Spanish Radio said a rescue mission was headed to New Orleans to help Spaniards affected by Katrina.

There were international stories that took precedence during this period over Hurricane Katrina, such as the many hundreds of pilgrims killed in the Baghdad bridge stampede, the Israeli withdrawal from Gaza, the first democratic elections in Egypt, and the fourth anniversary of 9/11, each of which at one time or another took precedence over Katrina in news broadcasts abroad. In Syria, a local story about police academy graduates was the lead, while Katrina was relegated to the 17th spot in the news report.

A reason for Katrina being played as business-as-usual was that few stations had reporters of their own in New Orleans. Croatian TV did have a journalist on the scene, and placed his stories higher up in the news broadcast than other stations that relied on coverage of Katrina from other sources.

There was some reporting on the lack of preparedness by administration officials from Homeland Security and the Federal Emergency Preparedness Agency, but overall President Bush fared fairly well. Each of his three visits to New Orleans was duly noted, placing him at the scene of the disaster and thus portraying him as caring about it.
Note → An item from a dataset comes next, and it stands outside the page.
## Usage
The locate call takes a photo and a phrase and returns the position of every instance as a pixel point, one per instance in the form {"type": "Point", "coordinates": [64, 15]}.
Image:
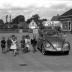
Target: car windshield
{"type": "Point", "coordinates": [51, 33]}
His Saturday radio addresses were also reported. Washington politics and charges of racism connected with rescue operations did not surface to any great extent in our program review.

Looting was reported, but moderately; blacks involved were generally depicted as lawbreakers, not victims.

Slovene radio news reported that the “consequences of Karina Hurricane in the USA were catastrophic,” with criminal gangs taking over towns, no law enforcement, explosions, and more soldiers being sent to the affected areas.

Croatian TV noted that “lawlessness grips New Orleans in the wake of Hurricane Katrina.” But this aspect of the story, which became a focus of reporting on U.S. television and radio outlets, was limited in coverage abroad that we reviewed.

Voice of America correspondents appeared on TV and radio news broadcasts in Europe and Middle East with factual reports from New Orleans.

Reporting about Al Manar Lebanese Hezbollah TV, the BBC Monitoring Service noted that “… preachers this week gave special attention to Hurricane Katrina. …The preachers considered the hurricane a manifestation of the power of God, a lesson to people, and a warning to the arrogant on Earth.”

But the infamous al-Jazeera Arabic channel displayed even-handed coverage of Katrina by noting that “President Bush pledges to investigate any negligence in rescue and relief efforts in the wake of Hurricane Katrina.” And Syrian TV also noted that President Bush had pledged to investigate his administration’s handling of the Katrina disaster.

Al-Jazeera noted that, “The popularity of Bush is dropping,” and that “many Americans are asking the administration to turn the funds it is spending in Iraq to the disaster-stricken area.” Iranian TV on the anniversary of Sept.11 had a long report which spoke of America’s “weakness in attending to the post-Katrina crisis.”

And now we return to the U.S. bubble, where reports abound that Katrina and the slow response to its victims by government, will further tarnish America’s image abroad.

The International Herald Tribune’s Roger Cohen writes from New York that, “All the ingredients were there in the days after Hurricane Katrina hit New Orleans. … The rich, mainly white folks, high-tailing it out of town; the poor, overwhelmingly black, abandoned and marooned; the streets given over to armed vigilantes; the government unresponsive and society unglued … has … hurt the international image of President George W. Bush’s administration….”

Worldcasting concludes that those abroad are more interested in themselves than in us. What may happen, as New Orleans rises from rubble to become a gleaming new city on the Gulf Coast, is that broadcast news stories abroad will likely dwell on the positive side of the city’s re-birth, and their own hand in it.